Phthalates (say “thal-lates”) are a family of chemicals used in a wide variety of products, including food packaging, cosmetics, nail polish, perfume, and flooring. An elite team of health professionals from a trio of high-powered research institutions (Harvard, the University of Rochester, and the University of Michigan) just published a compelling analysis about diabetes and exposure to phthalates.
The researchers found that women with higher levels of phthalates in their bodies were more likely to have diabetes. That’s troubling, as authors of the study write, because phthalates are “nearly ubiquitous” in our bodies. The results are even more troubling because the study looked at over 2,000 women in a government study that’s specially designed to be representative of all Americans.
About 500 million pounds of phthalates are made or used in the US every year. The number of women with diabetes has doubled since 1980. It’s likely that there are multiple causes for the increased rate of diabetes, but this connection with toxic exposures is both frightening and a call to action.
In 2008, a new federal law set strict limits for phthalates in products marketed to children, but was silent about products intended for anyone older than 12. The US Environmental Protection Agency has drafted an “action plan” to deal with problems caused by phthalates, but based on experiences with other chemicals, we aren’t expecting strong action from EPA soon.

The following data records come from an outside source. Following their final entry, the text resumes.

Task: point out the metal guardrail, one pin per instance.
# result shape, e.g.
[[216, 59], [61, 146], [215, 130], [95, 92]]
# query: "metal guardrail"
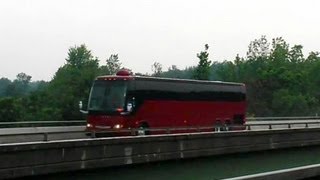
[[83, 122], [282, 118], [168, 130], [41, 123], [302, 172]]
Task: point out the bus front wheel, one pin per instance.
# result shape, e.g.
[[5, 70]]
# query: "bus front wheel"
[[143, 130]]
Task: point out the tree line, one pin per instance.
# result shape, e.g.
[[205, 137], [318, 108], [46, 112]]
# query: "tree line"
[[280, 81]]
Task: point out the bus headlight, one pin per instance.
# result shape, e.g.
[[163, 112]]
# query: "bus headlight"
[[117, 126]]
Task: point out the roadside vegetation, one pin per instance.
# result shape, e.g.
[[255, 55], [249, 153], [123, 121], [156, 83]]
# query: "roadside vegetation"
[[280, 80]]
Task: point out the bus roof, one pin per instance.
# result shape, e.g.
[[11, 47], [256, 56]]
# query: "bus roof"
[[151, 78]]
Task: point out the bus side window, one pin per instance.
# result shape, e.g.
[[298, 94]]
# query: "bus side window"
[[130, 104]]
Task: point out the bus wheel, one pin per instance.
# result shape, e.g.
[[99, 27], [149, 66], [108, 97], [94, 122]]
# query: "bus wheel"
[[217, 126], [142, 130]]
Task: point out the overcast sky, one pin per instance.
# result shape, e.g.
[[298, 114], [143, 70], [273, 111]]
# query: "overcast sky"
[[35, 35]]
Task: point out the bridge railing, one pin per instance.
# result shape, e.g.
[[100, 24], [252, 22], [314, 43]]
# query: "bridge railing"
[[71, 134], [283, 118], [83, 122], [41, 123]]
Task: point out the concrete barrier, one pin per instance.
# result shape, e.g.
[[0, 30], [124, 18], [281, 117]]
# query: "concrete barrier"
[[27, 159]]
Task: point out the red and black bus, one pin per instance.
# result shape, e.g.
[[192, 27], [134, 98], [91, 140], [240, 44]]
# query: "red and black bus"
[[125, 101]]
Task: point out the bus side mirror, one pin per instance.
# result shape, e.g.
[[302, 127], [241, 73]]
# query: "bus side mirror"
[[129, 107], [81, 108]]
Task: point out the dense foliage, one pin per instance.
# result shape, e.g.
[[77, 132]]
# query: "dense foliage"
[[280, 81]]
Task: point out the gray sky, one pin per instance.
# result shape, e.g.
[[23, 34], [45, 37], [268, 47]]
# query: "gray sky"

So what can we do now to protect our health and our families health? Here’s one simple step you can take. One of the phthalates linked to diabetes in the recent study was a chemical that shows up occasionally in nail polish: dibutyl phthalate. Take a look at your nail polish and read the fine print that lists the ingredients. If you see dibutyl phthalate (or any other phthalate) I’d suggest switching to a brand that’s phthalate-free. Or just go for plain nails! Either seems way better than diabetes.